In 1998, US states won a landmark settlement against tobacco companies worth $246 billion aimed at recovering the costs of treating smokers from the harmful effects of cigarettes.
The study on ExxonMobil published in the journal Science last week found that the firm's scientists had modelled and predicted global warming "with shocking accuracy", only for the company "to spend the next couple of decades denying that very climate science".
ExxonMobil is the target of a number of lawsuits in the United States.
Asked about the Science report, an ExxonMobil spokesman said last week that the issue had come up several times in recent years and in each case the company's answer was that "those who talk about how 'Exxon Knew' are wrong in their conclusions."

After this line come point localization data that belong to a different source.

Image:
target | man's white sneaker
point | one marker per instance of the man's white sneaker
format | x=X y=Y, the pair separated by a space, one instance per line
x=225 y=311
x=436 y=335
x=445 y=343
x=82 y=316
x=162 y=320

Meanwhile, one of the world's top "petro-states," Saudi Arabia, despite its goal of achieving net zero carbon emissions by 2060, the country remains hugely dependent on crude oil exports that have powered its growth for decades, raising doubts about its potential for an economic makeover any time soon.
"We want to lessen our dependence on oil... We want to diversify our economy, it is important, it is essential," Al-Ibrahim told AFP at the World Economic Forum.
Riyadh has dispatched eight top-ranking officials to the gathering of business elite as it seeks more foreign investment and partners outside the all-important oil sector.